Capturing Trinidad culture through Carnival photography
March 30, 2022
Leslie Robertson Foncette is fascinated with the Blue Devils at the Trinidad and Tobago Carnival.
Covered in blue paint, outfitted with horns and wings, and blowing fire from their mouths, these wild and energetic performers are a staple of the Carnival. The annual festival, which takes place in the days leading up to Ash Wednesday, is one of the most anticipated events for residents of the Caribbean island nation. The highlight is the final two-day street parade full of music, elaborate costumes (also known as “mas”), and traditional characters, of which the devils are among the most popular and enduring.
For a photographer like Foncette, the devils’ unpredictable nature poses a unique challenge. The outdoor lighting conditions, the crowds, the heat, the spray of kerosene, and the sudden brightness of the flame all combine to set up a shot that’s extremely difficult to capture — and extremely gratifying when she gets it right.
“You’re at the mercy of so many elements and you have to try and work with it!” she said, with a laugh. “And I love that.”
Growing up in Trinidad, Foncette always felt closely connected to Carnival, and when she moved to the United States to attend college, it became one of her academic interests as well. While living in the Washington, D.C., area, she frequently talked to people, especially children, who were unaware of the history and cultural connections that have made Carnival what it is today.
During college, her parents had given her a camera, which she quickly began taking everywhere to photograph her experiences. After she graduated, Carnival was a perfect place to use her new skills. So, in 2009, Foncette started a photography blog to share the vibrancy of Carnival with the rest of the world and to educate future generations about the many different facets of the festival.
Now, as a doctoral student in the Virginia Tech Department of Sociology, Foncette sees her photography as not only an art, but also a means of documenting history and culture. Carnival is a prime example because of both its rich cultural background and its ephemeral nature. When the festival ends, the costumes are dismantled, to be recycled into new works of art for next year’s celebrations. By photographing the festival over the years, she visually records the history and evolution in Carnival traditions over time.

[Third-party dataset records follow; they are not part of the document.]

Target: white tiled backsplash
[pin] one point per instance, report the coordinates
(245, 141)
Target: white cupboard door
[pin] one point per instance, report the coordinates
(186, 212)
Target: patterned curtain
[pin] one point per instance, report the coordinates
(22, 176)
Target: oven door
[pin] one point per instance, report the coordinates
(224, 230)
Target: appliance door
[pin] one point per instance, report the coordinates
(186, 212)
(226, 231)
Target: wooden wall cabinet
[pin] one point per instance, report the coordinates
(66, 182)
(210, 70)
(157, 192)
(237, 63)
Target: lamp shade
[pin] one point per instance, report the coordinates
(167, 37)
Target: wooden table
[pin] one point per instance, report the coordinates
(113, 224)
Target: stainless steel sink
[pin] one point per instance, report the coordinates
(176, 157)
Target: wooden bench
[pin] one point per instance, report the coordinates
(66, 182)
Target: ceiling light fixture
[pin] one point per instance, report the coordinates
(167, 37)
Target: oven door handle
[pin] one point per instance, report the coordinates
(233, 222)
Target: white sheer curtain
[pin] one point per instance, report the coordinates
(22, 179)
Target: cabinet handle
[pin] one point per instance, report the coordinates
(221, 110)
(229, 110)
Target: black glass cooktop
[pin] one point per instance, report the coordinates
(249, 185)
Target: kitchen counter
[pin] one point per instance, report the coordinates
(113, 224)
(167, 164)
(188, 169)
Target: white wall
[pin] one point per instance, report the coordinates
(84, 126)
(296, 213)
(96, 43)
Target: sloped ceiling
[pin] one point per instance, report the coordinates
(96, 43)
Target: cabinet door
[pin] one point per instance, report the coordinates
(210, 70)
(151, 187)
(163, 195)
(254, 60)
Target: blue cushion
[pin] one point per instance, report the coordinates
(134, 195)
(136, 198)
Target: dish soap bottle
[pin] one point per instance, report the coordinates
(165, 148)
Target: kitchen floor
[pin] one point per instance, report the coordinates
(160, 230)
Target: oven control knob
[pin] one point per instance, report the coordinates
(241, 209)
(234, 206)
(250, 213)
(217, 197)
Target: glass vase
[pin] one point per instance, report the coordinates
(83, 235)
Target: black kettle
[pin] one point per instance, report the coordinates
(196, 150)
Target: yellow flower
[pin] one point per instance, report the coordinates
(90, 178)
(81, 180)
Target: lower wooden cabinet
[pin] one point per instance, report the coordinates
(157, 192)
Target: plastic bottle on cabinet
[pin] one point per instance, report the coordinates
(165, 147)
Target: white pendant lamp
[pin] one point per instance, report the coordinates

The ways in which people preserve culture throughout history are especially interesting to Foncette. The costumes and traditions of the Trinidad Carnival date back to the emancipation of enslaved people in the Caribbean in the 1830s, drawing on African festivals and art along with reactions to colonial oppression. In documenting Carnival and other festivals, Foncette considers questions such as: What drives people to continue these traditions? How do they change as a reaction to events in modern society?

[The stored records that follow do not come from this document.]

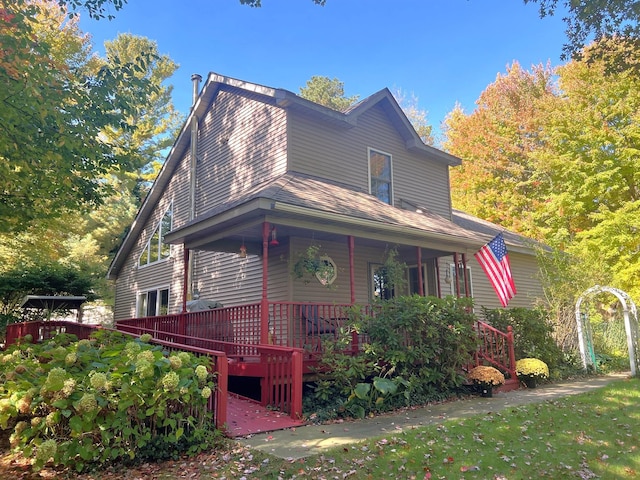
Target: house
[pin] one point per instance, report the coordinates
(257, 175)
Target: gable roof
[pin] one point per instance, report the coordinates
(283, 99)
(337, 207)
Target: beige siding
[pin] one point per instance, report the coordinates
(133, 279)
(242, 143)
(342, 155)
(525, 274)
(227, 278)
(308, 289)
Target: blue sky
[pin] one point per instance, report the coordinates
(441, 51)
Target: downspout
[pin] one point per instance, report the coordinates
(352, 269)
(467, 285)
(195, 81)
(420, 280)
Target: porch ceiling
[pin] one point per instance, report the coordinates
(297, 203)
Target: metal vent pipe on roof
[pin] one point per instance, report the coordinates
(195, 80)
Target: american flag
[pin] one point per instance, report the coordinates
(494, 260)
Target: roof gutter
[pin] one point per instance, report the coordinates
(373, 225)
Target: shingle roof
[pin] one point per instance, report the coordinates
(323, 197)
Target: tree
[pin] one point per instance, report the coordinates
(53, 107)
(588, 168)
(416, 115)
(156, 122)
(495, 142)
(598, 20)
(327, 92)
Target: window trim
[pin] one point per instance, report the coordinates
(158, 233)
(429, 272)
(371, 150)
(453, 275)
(146, 292)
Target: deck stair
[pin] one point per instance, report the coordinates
(246, 417)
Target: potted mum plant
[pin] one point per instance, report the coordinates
(531, 370)
(486, 378)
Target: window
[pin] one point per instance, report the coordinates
(429, 279)
(156, 249)
(458, 276)
(380, 176)
(380, 286)
(153, 302)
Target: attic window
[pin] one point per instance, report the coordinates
(156, 249)
(380, 176)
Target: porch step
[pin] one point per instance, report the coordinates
(246, 417)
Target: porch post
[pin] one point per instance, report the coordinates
(456, 273)
(185, 277)
(264, 302)
(352, 271)
(467, 287)
(420, 286)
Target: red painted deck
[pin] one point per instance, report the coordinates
(246, 417)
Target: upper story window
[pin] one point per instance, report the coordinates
(380, 184)
(156, 249)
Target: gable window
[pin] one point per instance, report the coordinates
(380, 176)
(153, 302)
(156, 249)
(457, 275)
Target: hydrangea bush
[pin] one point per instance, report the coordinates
(91, 402)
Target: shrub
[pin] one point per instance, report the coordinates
(532, 333)
(415, 350)
(88, 403)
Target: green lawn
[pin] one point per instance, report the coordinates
(591, 435)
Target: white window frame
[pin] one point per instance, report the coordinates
(425, 278)
(145, 293)
(371, 151)
(452, 275)
(162, 250)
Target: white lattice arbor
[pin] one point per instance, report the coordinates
(630, 325)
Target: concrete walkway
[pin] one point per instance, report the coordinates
(309, 440)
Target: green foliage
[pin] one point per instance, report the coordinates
(87, 403)
(496, 141)
(51, 279)
(310, 265)
(414, 351)
(532, 333)
(597, 20)
(57, 102)
(327, 92)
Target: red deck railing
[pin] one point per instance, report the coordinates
(44, 330)
(279, 368)
(41, 330)
(496, 347)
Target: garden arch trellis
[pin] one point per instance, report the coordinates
(630, 325)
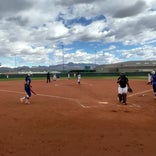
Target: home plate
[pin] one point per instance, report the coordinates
(103, 102)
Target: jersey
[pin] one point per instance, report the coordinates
(122, 80)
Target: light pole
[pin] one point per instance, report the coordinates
(63, 56)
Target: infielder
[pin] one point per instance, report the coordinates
(123, 88)
(27, 88)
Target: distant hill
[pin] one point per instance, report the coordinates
(60, 67)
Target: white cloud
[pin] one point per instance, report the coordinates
(37, 27)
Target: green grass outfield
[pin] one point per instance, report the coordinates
(83, 77)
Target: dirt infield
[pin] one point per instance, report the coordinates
(67, 119)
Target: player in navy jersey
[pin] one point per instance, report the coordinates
(123, 88)
(27, 88)
(153, 80)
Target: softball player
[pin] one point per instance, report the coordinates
(123, 88)
(27, 88)
(154, 82)
(78, 78)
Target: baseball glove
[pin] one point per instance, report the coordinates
(130, 90)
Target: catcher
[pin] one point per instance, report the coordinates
(123, 88)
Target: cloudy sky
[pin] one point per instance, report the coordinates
(50, 32)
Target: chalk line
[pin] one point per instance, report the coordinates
(50, 96)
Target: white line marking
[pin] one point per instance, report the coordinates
(50, 96)
(146, 91)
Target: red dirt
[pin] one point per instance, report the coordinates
(66, 119)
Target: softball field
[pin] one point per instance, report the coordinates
(67, 119)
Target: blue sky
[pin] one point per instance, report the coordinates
(43, 32)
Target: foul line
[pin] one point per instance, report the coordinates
(146, 91)
(50, 96)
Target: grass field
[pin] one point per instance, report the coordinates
(66, 119)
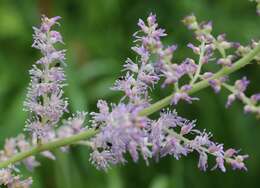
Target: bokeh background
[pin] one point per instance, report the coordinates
(98, 36)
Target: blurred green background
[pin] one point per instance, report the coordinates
(98, 36)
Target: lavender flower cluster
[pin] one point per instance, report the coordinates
(121, 127)
(46, 106)
(257, 6)
(123, 130)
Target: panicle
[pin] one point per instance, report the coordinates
(44, 99)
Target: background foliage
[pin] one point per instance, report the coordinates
(98, 35)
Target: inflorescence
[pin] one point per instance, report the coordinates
(120, 127)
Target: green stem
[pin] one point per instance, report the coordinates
(204, 83)
(49, 146)
(145, 112)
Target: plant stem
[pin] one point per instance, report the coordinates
(49, 146)
(145, 112)
(204, 83)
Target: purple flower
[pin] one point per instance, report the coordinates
(255, 98)
(241, 85)
(203, 161)
(44, 98)
(216, 83)
(183, 95)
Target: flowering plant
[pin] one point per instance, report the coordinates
(125, 127)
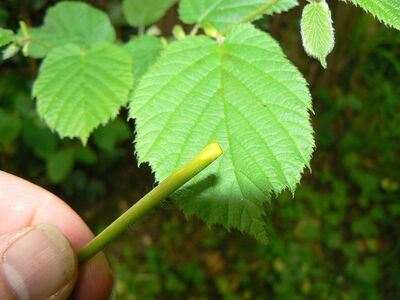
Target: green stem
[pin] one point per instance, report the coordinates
(158, 194)
(258, 12)
(141, 30)
(194, 30)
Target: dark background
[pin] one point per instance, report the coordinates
(338, 238)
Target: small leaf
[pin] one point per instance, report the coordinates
(10, 51)
(224, 13)
(141, 13)
(6, 37)
(317, 30)
(242, 93)
(59, 165)
(70, 22)
(387, 11)
(144, 51)
(79, 89)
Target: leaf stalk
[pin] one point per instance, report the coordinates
(154, 197)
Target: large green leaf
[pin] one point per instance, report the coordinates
(223, 13)
(79, 89)
(242, 93)
(70, 22)
(387, 11)
(140, 13)
(144, 51)
(317, 30)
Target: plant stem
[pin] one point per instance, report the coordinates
(194, 30)
(258, 12)
(158, 194)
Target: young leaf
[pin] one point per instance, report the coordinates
(6, 37)
(141, 13)
(317, 30)
(387, 11)
(144, 51)
(78, 89)
(70, 22)
(10, 51)
(242, 93)
(223, 13)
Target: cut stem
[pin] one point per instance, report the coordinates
(158, 194)
(258, 12)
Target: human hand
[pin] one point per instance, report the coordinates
(39, 235)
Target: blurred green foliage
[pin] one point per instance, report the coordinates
(338, 238)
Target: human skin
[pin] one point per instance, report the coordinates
(24, 205)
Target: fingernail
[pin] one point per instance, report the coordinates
(39, 263)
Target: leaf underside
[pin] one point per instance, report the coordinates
(245, 95)
(317, 31)
(78, 89)
(223, 13)
(141, 13)
(70, 22)
(387, 11)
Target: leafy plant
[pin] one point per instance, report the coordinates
(232, 84)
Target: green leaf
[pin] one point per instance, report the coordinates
(6, 37)
(387, 11)
(317, 31)
(281, 6)
(224, 13)
(79, 89)
(60, 164)
(70, 22)
(144, 51)
(242, 93)
(141, 13)
(10, 51)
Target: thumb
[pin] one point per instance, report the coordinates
(36, 263)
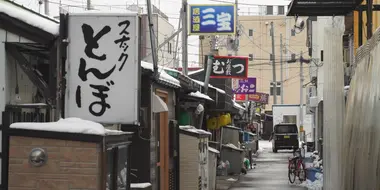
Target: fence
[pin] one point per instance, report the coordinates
(12, 114)
(361, 137)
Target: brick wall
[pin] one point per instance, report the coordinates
(71, 165)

“Black culture is amazing and complex and not easily understood,” Foncette said. “And people have persevered to innovate it, to make it last for themselves.”

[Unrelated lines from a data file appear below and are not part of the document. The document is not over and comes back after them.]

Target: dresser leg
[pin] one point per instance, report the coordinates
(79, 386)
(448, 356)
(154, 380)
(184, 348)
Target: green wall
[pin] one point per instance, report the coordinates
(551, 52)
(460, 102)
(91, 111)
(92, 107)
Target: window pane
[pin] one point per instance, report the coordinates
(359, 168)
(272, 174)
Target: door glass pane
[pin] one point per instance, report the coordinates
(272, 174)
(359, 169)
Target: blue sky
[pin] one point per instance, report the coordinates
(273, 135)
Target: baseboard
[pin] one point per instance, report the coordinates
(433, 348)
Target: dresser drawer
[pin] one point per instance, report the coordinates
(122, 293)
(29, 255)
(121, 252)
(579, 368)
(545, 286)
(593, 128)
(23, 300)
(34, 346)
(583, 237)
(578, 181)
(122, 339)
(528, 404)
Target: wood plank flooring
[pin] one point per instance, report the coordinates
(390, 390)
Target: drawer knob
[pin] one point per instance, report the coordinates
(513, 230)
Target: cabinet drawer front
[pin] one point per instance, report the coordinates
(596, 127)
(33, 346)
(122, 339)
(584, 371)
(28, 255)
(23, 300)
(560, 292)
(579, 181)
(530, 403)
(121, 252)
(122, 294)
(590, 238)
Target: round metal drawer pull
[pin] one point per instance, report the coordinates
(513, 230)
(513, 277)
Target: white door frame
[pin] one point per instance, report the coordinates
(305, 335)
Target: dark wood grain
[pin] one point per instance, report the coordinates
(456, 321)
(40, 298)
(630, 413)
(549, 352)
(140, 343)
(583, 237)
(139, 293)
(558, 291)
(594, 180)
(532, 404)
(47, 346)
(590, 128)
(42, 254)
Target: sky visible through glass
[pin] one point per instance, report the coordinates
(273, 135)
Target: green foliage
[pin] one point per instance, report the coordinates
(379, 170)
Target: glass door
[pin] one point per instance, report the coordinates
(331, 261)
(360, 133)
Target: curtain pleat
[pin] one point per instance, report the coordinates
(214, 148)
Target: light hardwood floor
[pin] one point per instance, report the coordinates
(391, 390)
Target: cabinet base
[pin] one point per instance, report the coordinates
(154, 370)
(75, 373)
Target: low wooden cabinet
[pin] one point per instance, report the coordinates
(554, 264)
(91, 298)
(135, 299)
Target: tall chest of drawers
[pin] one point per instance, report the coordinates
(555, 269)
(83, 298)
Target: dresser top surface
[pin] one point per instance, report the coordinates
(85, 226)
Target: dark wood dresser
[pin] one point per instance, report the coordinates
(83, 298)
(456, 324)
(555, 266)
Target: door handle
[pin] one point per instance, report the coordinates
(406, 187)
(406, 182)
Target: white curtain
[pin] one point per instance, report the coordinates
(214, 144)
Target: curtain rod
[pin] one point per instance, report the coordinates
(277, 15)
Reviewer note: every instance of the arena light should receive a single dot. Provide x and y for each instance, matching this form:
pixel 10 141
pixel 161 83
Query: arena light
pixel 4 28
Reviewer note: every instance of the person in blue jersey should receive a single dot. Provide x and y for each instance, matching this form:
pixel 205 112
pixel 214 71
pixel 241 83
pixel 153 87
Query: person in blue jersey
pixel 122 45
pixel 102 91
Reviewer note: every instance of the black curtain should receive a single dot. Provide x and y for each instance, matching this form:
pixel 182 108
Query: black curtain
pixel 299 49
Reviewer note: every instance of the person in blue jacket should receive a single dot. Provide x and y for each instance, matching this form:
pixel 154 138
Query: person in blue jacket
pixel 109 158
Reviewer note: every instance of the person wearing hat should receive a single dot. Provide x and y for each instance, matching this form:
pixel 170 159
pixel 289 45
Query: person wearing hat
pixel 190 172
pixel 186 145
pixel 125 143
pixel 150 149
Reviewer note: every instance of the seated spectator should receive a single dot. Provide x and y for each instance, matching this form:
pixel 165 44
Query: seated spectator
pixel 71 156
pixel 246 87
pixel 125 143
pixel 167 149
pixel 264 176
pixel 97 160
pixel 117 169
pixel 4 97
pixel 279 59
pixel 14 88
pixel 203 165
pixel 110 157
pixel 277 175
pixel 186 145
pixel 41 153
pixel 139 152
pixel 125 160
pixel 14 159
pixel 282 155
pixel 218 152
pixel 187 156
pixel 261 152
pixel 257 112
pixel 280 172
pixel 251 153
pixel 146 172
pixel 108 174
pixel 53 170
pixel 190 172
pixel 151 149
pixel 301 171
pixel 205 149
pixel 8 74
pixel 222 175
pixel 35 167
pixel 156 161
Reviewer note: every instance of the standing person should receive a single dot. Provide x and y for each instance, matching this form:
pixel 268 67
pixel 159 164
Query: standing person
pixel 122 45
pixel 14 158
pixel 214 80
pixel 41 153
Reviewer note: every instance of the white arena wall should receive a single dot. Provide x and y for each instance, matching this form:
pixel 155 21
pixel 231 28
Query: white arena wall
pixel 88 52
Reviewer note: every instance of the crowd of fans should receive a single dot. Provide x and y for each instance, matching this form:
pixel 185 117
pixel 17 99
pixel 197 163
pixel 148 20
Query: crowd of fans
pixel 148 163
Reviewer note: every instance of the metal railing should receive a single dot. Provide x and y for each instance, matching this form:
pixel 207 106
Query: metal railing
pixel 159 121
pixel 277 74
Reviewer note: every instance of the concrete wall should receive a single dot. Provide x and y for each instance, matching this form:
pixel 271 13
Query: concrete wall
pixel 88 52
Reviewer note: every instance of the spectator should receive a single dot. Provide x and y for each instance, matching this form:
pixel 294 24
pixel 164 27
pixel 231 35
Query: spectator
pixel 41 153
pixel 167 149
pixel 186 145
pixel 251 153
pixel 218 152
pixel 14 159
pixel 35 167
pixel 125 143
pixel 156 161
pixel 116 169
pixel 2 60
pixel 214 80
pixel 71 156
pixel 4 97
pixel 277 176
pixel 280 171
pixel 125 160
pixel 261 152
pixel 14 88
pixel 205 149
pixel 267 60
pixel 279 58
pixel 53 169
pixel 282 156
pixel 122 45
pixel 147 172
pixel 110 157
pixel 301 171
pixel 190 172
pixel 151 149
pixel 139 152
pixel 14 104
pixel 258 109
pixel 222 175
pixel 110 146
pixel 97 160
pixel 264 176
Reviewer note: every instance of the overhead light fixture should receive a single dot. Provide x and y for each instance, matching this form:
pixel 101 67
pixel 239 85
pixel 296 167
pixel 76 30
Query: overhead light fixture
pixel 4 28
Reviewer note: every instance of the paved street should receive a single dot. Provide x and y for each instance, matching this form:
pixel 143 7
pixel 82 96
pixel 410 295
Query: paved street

Foncette describes her style of photography as journalistic portraiture — taking pictures of people that tell a story. In each image, she tries to capture not only the person, but also the context of the place and the events that were occurring in the moment.
Over the years, she has had the opportunity to take pictures in places as widespread as Egypt, India, Senegal, Oman, and Cuba. Yet Trinidad and Tobago has remained her primary focus. The country’s ethnic and cultural diversity provides an endless range of subjects for her photography. “There are some images I’ve taken that look like they come right out of Nigeria or southern India,” Foncette said, “but they’re in Trinidad.”
In addition to cultural festivals like Carnival, she has photographed religious festivals, which require a different degree of respect and empathy. She has captured events such as the Hindu observance of Ganga Dhara Teerath and religious feasts in Trinidad Orisha, a belief system originating from West African Yoruba religion. While photographing such events, she seeks to honor the spiritual significance of the traditions to those who practice them.
Foncette cites her experience working in mental health as integral for learning to navigate these spaces. Like photographers, therapists frequently have to manage situations where many factors are beyond their control.
“You have to be constantly working collaboratively, treating people with dignity and respect, taking your ego outside of it,” she said. “As a photographer it’s helped me to know how to be in this space. And as a qualitative researcher, I take those experiences into how I approach doing interviews and formulating research questions.”
Foncette is currently working on her dissertation, which investigates how adolescent girls in Trinidad and Tobago receive information and make decisions about sex. After she completes her doctorate, her goal is to continue doing research, education, and policy work on culture and gender equality. And, of course, she’ll keep taking pictures whenever she can.
According to Foncette, photography has taught her that it’s possible to get a positive outcome out of situations beyond her control. Amid the boisterous and unpredictable atmosphere of Carnival, each of her pictures preserves the joy and artistry of the festival in a single moment.
“Every time I get the shot is a prize in the moment, hearing the shutter click,” she said. “You’ve done all of this work, you’ve stood for hours, you’re exhausted, but then you put the memory card into your computer, and you see the shots. And looking across the years at my images, I go, wow! I’ve gotten much better. You keep working at it and you keep learning from it, and you’re going to get the shot eventually.”